Introduction Gait disturbance in a child could be secondary to infection, trauma, or malignancy. We therefore present an unusual case of a 13-month-old child who presented with persistent limping and inability to bear weight on his left lower extremity and subsequently was diagnosed with Chiari type I malformation.

Case Report A 13-month-old child was admitted twice to the hospital for inability to bear weight on his left lower extremity. During his first hospitalization, he underwent ultrasonography and aspiration of his left hip; both tests yielded negative results, and he was diagnosed with toxic synovitis of his hip and discharged home on naproxen. He was readmitted 1 week later due to persistent limping. Magnetic resonance imaging (MRI) of the thoracolumbar spine was performed and revealed possible Chiari malformation; therefore, follow-up MRI of the brain and cervical spine was done and confirmed the Chiari malformation type I with 8 mm herniation of the cerebellar tonsils below the foramen magnum. The patient was sent home but was readmitted 6 days later due to persistent limping. The patient then underwent craniotomy and repair of the Chiari malformation. Postoperatively, the patient presented with fever up to 103°F and drainage from his craniotomy site. Cerebrospinal fluid analysis was performed that revealed white blood cell count of 20 cells/μL (68% lymphocytes, 28% monocytes, and 4% eosinophils), red blood cell count of 85,750 cells/μL, protein of 523 mg/dL, and glucose of 66 mg/dL. He was diagnosed with aseptic meningitis and given a 5-day course of oral prednisone. He defervesced and was sent home. Two days later, he was readmitted for fever to 104°F and mild diarrhea. Laboratory workup later revealed he had an adenoviral infection, and he was discharged home once stable. He returned back to the hospital 2 days later because of fever to 102°F and was again noted with watery stools. He was discharged home after 2 days. He has since been seen at the neurosurgery clinic for follow-up and has done well, with improved gait and no recurrence of fever.
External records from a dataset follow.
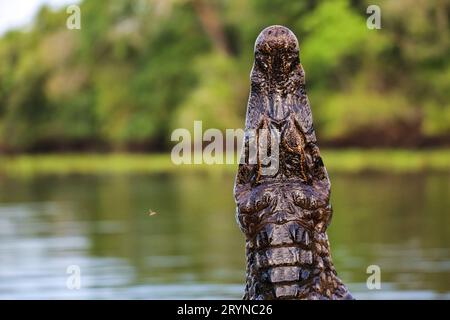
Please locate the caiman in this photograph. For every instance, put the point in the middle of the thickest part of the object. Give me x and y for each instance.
(284, 215)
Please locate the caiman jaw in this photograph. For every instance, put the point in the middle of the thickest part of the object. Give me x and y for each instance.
(284, 216)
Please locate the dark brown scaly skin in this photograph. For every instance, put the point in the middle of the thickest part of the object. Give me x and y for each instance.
(285, 216)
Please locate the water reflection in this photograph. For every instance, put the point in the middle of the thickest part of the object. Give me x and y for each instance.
(192, 247)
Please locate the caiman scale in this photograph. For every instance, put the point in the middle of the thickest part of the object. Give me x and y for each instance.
(284, 216)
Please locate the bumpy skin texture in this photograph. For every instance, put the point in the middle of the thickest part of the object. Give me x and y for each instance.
(285, 216)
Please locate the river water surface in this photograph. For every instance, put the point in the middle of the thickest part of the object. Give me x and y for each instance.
(192, 247)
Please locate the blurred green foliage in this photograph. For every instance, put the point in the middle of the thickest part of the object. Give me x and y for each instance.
(138, 69)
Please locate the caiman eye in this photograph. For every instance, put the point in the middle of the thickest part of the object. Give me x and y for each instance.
(261, 59)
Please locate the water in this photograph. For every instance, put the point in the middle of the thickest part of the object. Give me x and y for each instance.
(192, 248)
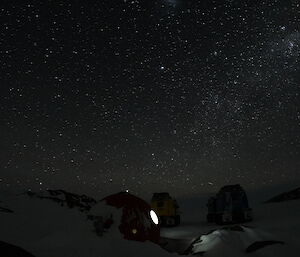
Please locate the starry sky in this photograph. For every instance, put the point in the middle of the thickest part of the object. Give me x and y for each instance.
(165, 95)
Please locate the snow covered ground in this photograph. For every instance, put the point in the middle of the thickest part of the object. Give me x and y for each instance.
(46, 229)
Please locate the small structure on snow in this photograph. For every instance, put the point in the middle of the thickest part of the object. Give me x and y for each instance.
(230, 205)
(137, 222)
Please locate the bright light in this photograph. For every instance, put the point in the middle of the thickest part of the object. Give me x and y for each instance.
(154, 217)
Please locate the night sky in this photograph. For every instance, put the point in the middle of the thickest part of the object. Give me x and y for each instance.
(165, 95)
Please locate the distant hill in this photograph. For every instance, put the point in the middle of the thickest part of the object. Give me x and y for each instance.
(286, 196)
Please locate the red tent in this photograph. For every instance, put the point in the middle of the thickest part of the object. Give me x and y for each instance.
(138, 221)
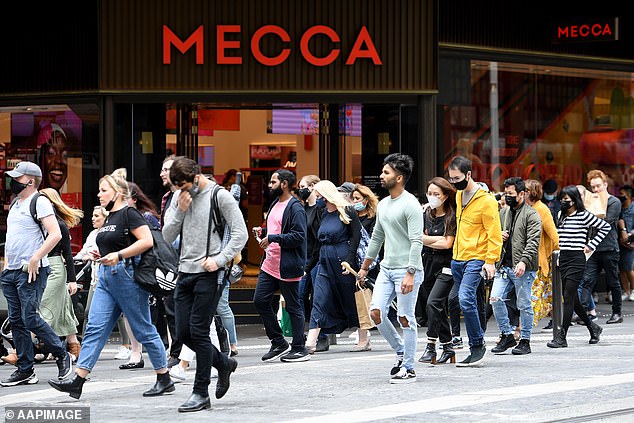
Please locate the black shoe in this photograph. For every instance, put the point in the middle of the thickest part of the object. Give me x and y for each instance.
(615, 318)
(276, 352)
(195, 402)
(222, 386)
(72, 385)
(129, 365)
(64, 365)
(429, 356)
(20, 378)
(506, 341)
(523, 348)
(447, 354)
(476, 358)
(162, 386)
(173, 361)
(595, 333)
(559, 341)
(397, 365)
(323, 344)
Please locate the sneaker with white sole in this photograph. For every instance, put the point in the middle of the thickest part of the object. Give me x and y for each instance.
(123, 353)
(178, 373)
(404, 376)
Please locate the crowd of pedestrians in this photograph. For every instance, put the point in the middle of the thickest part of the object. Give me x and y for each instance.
(464, 249)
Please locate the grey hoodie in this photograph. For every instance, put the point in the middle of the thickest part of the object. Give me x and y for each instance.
(194, 224)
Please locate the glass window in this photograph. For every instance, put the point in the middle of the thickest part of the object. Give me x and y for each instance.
(543, 123)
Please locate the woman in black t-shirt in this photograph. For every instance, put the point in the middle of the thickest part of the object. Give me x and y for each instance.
(438, 237)
(124, 235)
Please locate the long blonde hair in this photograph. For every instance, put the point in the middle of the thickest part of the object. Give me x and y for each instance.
(328, 190)
(70, 216)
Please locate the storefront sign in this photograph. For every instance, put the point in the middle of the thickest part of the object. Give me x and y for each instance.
(264, 46)
(363, 47)
(583, 31)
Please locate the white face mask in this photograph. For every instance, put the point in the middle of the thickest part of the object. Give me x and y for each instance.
(434, 202)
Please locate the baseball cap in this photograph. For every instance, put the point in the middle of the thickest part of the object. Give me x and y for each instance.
(347, 187)
(25, 168)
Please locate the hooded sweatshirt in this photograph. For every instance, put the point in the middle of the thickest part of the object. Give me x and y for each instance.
(479, 234)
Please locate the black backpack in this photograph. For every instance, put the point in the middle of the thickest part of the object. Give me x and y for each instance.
(157, 269)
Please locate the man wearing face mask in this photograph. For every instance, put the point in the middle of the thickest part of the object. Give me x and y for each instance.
(521, 232)
(284, 244)
(476, 248)
(201, 256)
(24, 277)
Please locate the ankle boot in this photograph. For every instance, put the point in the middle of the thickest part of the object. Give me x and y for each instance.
(72, 385)
(447, 354)
(595, 331)
(429, 356)
(162, 386)
(559, 341)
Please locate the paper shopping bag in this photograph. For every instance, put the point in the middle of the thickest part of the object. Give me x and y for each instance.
(363, 298)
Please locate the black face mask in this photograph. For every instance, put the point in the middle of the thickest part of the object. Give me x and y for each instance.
(277, 191)
(304, 193)
(17, 187)
(461, 185)
(511, 201)
(565, 205)
(110, 204)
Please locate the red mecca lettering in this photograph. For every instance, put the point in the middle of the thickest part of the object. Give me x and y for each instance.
(363, 47)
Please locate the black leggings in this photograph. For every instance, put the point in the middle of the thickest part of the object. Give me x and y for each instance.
(572, 264)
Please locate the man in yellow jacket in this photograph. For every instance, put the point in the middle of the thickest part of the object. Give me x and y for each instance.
(477, 247)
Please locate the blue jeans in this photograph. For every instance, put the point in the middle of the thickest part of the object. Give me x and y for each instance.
(466, 275)
(117, 292)
(226, 315)
(505, 279)
(23, 299)
(386, 287)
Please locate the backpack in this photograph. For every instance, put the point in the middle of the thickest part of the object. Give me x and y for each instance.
(363, 247)
(33, 211)
(157, 269)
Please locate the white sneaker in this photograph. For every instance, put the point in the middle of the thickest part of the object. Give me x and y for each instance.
(178, 373)
(123, 353)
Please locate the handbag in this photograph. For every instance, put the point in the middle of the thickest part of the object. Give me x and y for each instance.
(363, 298)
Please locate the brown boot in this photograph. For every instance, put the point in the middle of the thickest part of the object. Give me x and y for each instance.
(10, 359)
(74, 348)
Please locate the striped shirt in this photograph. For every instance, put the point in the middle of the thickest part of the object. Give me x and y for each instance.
(573, 231)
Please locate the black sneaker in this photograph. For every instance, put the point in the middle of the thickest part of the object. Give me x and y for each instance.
(323, 344)
(404, 376)
(457, 343)
(523, 348)
(397, 365)
(295, 355)
(506, 341)
(64, 365)
(476, 358)
(276, 352)
(20, 378)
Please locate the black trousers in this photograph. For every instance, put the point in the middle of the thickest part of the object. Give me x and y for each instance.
(572, 265)
(195, 301)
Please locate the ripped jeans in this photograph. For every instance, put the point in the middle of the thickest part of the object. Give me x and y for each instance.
(388, 286)
(505, 279)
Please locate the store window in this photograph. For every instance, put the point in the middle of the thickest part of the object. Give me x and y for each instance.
(62, 140)
(541, 122)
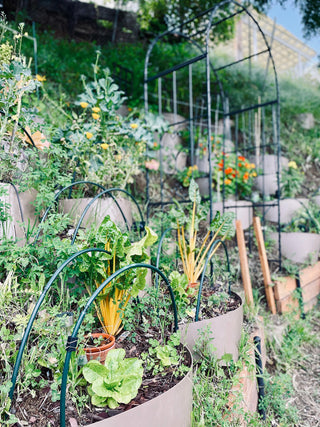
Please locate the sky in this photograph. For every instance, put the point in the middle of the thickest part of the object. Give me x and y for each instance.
(289, 17)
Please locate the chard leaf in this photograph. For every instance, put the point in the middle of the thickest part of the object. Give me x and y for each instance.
(93, 370)
(194, 193)
(98, 401)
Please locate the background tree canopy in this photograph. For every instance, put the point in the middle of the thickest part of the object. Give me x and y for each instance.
(310, 13)
(157, 16)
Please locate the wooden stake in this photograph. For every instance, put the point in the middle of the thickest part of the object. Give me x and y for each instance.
(264, 265)
(244, 264)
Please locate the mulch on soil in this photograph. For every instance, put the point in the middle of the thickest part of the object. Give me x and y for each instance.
(41, 412)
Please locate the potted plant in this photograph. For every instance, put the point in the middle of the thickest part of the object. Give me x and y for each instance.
(154, 383)
(300, 239)
(195, 254)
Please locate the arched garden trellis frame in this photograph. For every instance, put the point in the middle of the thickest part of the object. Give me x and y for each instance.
(203, 109)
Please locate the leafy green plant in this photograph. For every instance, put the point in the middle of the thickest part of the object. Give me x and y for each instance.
(116, 295)
(160, 356)
(239, 174)
(98, 139)
(116, 382)
(193, 253)
(187, 174)
(307, 219)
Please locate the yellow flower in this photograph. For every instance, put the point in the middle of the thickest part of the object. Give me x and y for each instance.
(40, 78)
(292, 164)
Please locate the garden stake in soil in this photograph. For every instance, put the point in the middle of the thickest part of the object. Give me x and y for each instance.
(244, 264)
(264, 265)
(259, 373)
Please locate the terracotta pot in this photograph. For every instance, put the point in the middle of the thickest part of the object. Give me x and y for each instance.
(225, 331)
(100, 352)
(288, 208)
(299, 247)
(170, 409)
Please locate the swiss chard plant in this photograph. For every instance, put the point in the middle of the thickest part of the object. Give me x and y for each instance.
(98, 267)
(115, 382)
(192, 249)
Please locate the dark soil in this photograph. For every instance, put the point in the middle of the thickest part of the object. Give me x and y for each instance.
(40, 411)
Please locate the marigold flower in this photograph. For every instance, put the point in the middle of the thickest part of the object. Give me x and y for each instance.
(40, 78)
(292, 164)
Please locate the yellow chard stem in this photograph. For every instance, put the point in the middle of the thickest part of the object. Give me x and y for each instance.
(185, 257)
(201, 262)
(202, 246)
(181, 250)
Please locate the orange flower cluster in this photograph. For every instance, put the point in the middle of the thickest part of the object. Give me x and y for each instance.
(238, 173)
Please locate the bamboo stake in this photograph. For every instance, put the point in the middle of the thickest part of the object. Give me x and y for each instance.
(244, 264)
(264, 265)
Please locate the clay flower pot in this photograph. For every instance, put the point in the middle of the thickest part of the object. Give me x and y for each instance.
(225, 330)
(299, 247)
(100, 352)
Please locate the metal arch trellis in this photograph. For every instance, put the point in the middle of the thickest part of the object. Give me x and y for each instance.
(261, 116)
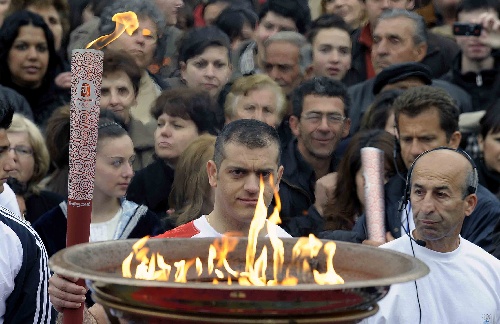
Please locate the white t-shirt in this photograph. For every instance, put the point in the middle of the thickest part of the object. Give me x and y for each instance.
(463, 286)
(201, 228)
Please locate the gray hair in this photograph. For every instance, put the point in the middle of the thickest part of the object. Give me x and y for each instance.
(143, 8)
(420, 35)
(296, 39)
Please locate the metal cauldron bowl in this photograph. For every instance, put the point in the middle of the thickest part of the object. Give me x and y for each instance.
(368, 273)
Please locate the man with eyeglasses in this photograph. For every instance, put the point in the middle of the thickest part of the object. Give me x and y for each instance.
(319, 122)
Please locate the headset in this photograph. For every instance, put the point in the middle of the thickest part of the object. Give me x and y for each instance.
(406, 197)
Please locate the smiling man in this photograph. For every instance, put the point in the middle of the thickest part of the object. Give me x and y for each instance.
(463, 285)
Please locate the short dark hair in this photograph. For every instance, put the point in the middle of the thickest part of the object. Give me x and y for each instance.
(115, 61)
(6, 113)
(189, 104)
(232, 19)
(250, 133)
(9, 32)
(417, 100)
(195, 41)
(473, 5)
(327, 21)
(490, 122)
(320, 86)
(297, 10)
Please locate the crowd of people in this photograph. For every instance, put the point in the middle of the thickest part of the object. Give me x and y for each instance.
(206, 97)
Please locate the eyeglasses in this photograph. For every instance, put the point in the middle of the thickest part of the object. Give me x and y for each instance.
(317, 118)
(22, 150)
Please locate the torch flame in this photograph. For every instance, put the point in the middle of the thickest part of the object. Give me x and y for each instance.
(125, 22)
(304, 253)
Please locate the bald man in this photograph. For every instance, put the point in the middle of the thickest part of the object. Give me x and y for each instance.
(463, 285)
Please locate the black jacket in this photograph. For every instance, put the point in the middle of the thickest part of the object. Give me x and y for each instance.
(483, 87)
(437, 58)
(477, 228)
(298, 215)
(362, 97)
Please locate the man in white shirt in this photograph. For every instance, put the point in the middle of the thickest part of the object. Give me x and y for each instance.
(463, 285)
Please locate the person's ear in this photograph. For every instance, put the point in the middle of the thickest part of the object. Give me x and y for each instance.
(212, 173)
(278, 177)
(294, 125)
(455, 139)
(470, 203)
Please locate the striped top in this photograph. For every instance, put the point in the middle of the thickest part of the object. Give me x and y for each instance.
(24, 273)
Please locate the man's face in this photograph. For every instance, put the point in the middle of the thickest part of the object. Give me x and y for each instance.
(472, 47)
(437, 188)
(237, 182)
(269, 25)
(118, 94)
(282, 65)
(421, 133)
(320, 127)
(393, 43)
(6, 159)
(260, 104)
(170, 9)
(332, 53)
(375, 7)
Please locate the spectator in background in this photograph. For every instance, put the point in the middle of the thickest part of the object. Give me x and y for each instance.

Conclusions This case illustrates the need to keep a high index of suspicion for other causes of gait disturbance, such as Chiari malformation, and that persistent symptoms warrant an extensive workup, including an MRI of the brain and spine. It is also interesting to note that there are patients with persistent fever after craniotomy with negative CSF studies who eventually do well.